Dramaturgs seldom get recognition; in fact, most people don't know what a dramaturg does. But Borrecca explains that dramaturgy is a crucial part of production: "Dramaturgs help to bridge theatrical theory and practice. They conduct research into a play's historical, philosophical, sociological and other contexts, and they collaborate with directors on analyzing how those contexts, as well as the play's dramatic form and dynamics, inform how the play might be staged.
"Throughout the rehearsal process, the dramaturg serves as a historical and theoretical resource for the director, designer and cast, providing a 'second pair of eyes' for the director as the production develops in rehearsals. Dramaturgs devoted to new play development carry out comparable functions throughout the writing and many revisions of a script and its progression from writing through various kinds of readings to full production," he says.
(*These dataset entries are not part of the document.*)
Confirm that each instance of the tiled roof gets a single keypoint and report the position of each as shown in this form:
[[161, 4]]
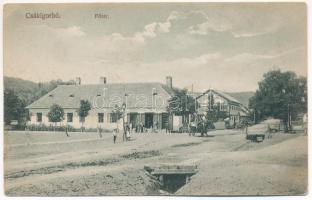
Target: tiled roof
[[139, 95]]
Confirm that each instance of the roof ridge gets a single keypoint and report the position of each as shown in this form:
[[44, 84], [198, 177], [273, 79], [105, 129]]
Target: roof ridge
[[119, 83]]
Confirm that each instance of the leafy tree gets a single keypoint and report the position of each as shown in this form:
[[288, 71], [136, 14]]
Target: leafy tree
[[14, 108], [56, 114], [83, 111], [280, 95], [182, 104]]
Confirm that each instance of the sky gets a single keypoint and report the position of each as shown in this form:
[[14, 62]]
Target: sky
[[225, 46]]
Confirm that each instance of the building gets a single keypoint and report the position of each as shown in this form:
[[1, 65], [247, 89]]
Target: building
[[218, 100], [144, 103]]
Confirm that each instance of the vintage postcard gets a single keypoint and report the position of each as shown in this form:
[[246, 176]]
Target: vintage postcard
[[183, 99]]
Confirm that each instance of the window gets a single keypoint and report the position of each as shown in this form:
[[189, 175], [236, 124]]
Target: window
[[100, 117], [69, 117], [39, 117]]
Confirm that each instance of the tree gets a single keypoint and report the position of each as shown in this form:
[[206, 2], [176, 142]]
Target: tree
[[83, 111], [281, 95], [182, 104], [56, 114], [14, 108]]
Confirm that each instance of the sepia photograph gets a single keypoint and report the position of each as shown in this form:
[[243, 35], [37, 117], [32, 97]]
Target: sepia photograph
[[155, 99]]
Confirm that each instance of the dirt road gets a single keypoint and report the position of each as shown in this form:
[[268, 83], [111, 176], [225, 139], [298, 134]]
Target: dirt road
[[51, 164]]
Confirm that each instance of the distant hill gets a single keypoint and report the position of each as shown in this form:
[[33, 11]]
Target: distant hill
[[242, 97], [29, 91]]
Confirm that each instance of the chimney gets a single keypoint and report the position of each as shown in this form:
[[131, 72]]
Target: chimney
[[169, 81], [78, 81], [103, 80]]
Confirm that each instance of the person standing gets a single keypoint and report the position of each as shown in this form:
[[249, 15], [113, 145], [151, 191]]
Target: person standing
[[114, 135]]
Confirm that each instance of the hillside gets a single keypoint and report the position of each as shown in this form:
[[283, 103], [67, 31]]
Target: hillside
[[29, 91]]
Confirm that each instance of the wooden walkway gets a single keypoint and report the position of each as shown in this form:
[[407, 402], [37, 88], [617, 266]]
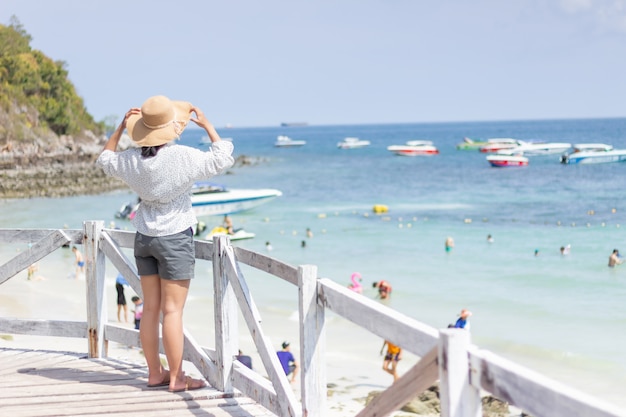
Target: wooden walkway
[[48, 383]]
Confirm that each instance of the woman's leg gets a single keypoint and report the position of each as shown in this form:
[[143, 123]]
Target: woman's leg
[[149, 330], [174, 296]]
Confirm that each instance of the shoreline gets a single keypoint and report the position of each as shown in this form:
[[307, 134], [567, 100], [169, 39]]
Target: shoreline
[[349, 381], [353, 362]]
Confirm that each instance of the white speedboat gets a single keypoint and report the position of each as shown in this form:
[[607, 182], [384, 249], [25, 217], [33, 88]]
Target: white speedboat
[[414, 148], [352, 143], [209, 199], [538, 148], [498, 144], [239, 234], [501, 160], [283, 141], [593, 153]]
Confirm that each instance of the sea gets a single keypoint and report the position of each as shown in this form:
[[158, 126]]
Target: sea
[[561, 315]]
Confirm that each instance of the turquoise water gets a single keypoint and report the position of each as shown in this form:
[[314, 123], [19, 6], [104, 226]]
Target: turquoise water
[[561, 315]]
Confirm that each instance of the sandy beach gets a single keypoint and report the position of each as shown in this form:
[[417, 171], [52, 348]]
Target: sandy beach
[[61, 297]]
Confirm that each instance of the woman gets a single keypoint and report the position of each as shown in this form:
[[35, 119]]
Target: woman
[[162, 173]]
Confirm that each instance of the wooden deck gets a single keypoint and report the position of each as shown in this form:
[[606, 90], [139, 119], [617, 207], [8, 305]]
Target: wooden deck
[[49, 383]]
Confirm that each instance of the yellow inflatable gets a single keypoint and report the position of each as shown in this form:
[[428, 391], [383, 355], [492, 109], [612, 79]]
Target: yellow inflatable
[[380, 208]]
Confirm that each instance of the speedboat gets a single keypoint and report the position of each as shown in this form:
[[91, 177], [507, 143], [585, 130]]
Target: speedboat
[[538, 148], [470, 144], [498, 144], [283, 141], [593, 153], [210, 199], [239, 234], [501, 160], [352, 143], [414, 148]]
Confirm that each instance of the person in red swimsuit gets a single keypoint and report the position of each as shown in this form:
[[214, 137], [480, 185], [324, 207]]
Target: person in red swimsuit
[[384, 288]]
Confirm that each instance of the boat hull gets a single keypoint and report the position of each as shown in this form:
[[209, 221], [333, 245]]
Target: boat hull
[[220, 231], [231, 201], [504, 161], [353, 143], [583, 158], [404, 150]]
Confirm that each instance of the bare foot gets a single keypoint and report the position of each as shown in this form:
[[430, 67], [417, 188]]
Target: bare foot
[[163, 380], [189, 385]]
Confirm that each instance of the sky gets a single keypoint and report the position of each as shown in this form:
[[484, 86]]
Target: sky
[[249, 63]]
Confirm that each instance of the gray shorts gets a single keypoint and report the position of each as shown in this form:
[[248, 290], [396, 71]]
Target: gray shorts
[[172, 257]]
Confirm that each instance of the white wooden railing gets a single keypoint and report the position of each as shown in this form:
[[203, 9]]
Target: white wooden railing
[[447, 355]]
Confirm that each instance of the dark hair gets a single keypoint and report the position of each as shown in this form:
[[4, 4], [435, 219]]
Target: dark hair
[[150, 151]]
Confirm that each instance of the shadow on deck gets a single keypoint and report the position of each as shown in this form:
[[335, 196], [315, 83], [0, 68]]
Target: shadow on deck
[[48, 383]]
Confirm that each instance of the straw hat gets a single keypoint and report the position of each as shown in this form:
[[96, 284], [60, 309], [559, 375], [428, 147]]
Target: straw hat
[[161, 120], [465, 313]]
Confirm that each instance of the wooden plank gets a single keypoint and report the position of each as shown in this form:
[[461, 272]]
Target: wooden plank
[[122, 335], [287, 403], [415, 381], [458, 397], [267, 264], [35, 252], [34, 235], [531, 391], [312, 344], [95, 262], [225, 316], [204, 249], [122, 238], [121, 262], [399, 329], [36, 327]]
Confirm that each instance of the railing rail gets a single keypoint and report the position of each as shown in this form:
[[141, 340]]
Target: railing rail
[[446, 355]]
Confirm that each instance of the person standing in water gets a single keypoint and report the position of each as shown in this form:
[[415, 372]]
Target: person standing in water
[[392, 356], [80, 262], [615, 258], [449, 244]]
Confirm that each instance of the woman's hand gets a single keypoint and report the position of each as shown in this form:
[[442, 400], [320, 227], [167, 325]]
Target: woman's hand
[[204, 123]]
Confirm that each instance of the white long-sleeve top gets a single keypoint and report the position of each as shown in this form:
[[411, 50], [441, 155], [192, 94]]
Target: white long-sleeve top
[[164, 181]]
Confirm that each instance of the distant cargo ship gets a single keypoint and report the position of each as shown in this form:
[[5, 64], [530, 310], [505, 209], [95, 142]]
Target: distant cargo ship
[[291, 124]]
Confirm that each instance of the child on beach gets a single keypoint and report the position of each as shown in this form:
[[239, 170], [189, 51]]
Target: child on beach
[[392, 356], [288, 361], [138, 311], [80, 262]]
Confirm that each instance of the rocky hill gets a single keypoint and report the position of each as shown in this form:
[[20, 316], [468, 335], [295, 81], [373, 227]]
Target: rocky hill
[[48, 140]]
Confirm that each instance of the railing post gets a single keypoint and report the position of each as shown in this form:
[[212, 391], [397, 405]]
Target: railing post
[[226, 318], [312, 344], [96, 296], [458, 397]]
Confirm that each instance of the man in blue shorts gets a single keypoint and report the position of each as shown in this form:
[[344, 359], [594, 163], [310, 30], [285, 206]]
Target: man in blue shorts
[[287, 360]]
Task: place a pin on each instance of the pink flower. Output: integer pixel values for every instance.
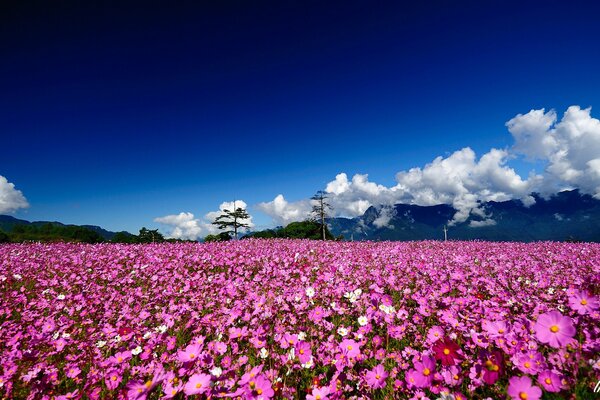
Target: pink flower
(376, 377)
(350, 348)
(318, 394)
(554, 328)
(198, 383)
(582, 302)
(190, 354)
(550, 381)
(304, 352)
(113, 379)
(422, 375)
(520, 388)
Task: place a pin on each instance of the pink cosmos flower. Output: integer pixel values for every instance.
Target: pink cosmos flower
(550, 381)
(303, 352)
(554, 328)
(520, 388)
(190, 354)
(446, 351)
(376, 377)
(583, 302)
(318, 394)
(113, 379)
(422, 375)
(350, 348)
(198, 383)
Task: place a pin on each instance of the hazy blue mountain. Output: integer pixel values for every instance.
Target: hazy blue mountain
(568, 215)
(7, 223)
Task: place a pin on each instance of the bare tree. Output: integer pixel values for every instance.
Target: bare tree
(320, 208)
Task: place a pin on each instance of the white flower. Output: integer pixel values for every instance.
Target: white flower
(263, 353)
(310, 292)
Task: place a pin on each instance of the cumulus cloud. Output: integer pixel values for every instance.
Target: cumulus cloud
(11, 199)
(186, 226)
(284, 212)
(569, 150)
(570, 147)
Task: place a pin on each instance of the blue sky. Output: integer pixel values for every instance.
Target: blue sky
(115, 116)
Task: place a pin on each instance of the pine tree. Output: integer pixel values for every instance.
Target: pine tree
(320, 208)
(232, 219)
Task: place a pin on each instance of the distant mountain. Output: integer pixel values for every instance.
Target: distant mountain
(568, 215)
(7, 223)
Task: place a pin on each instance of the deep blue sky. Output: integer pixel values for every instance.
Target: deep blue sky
(115, 115)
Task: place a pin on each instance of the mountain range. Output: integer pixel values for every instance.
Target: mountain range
(7, 223)
(568, 215)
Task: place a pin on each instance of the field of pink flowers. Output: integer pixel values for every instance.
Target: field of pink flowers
(298, 319)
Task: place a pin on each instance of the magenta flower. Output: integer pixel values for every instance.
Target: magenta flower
(550, 381)
(350, 348)
(376, 377)
(554, 328)
(583, 302)
(303, 352)
(318, 394)
(446, 351)
(113, 379)
(190, 354)
(422, 375)
(198, 384)
(520, 388)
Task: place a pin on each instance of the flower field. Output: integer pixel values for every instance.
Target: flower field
(262, 319)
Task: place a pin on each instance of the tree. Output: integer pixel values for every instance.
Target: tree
(232, 219)
(150, 236)
(320, 209)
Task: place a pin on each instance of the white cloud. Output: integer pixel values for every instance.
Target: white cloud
(11, 199)
(570, 148)
(284, 212)
(185, 226)
(479, 224)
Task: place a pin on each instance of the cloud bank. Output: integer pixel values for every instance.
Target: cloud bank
(11, 199)
(569, 150)
(186, 226)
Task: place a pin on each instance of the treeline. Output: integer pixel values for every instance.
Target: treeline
(73, 233)
(296, 230)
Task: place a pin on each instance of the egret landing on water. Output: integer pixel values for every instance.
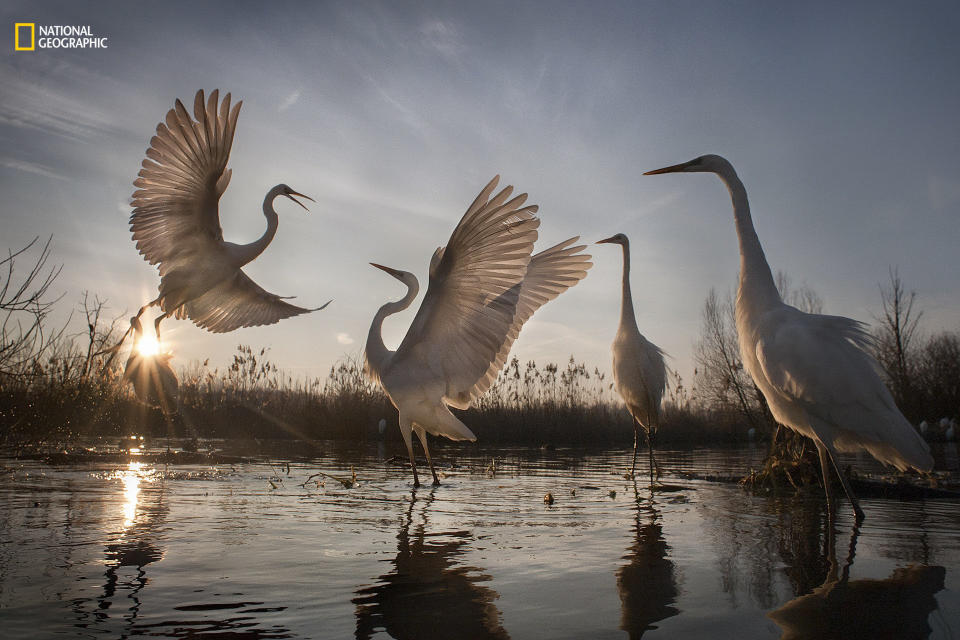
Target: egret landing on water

Baker, who holds a bachelor's degree in English from Boston University, is also the resident dramaturg and a literary associate at Riverside Theatre in Iowa City. His most recent dramaturgical work at the UI includes "Black on the Great White Way: The Story of Rose McClendon," "Red Noses," "Love's Labour's Lost" and "Betty's Summer Vacation." In addition to "Pigheart," Baker has helped develop Hunter's "Abraham (I am an Island)" and "I am Montana," which was produced in the 2007 Iowa New Play Festival.
This summer he will be as a dramaturg at the Seven Devils Playwrights Conference. Prior to moving to Iowa, Baker worked in the Guthrie Theater and Williamstown Theatre Festival literary departments. He also worked as the artistic advisor of Boston Latin School's theater department for three years.
The American College Theatre Festival, founded in 1969, is a national theater program involving 18,000 students from colleges and universities nationwide that has served as a catalyst in improving the quality of collegiate theater in the United States. The Festival has grown into a network of more than 600 academic institutions throughout the country, where theater departments and student artists showcase their work and receive outside assessment by Festival respondents.
The Department of Theatre Arts is part of the Division of Performing Arts in the UI College of Liberal Arts and Sciences.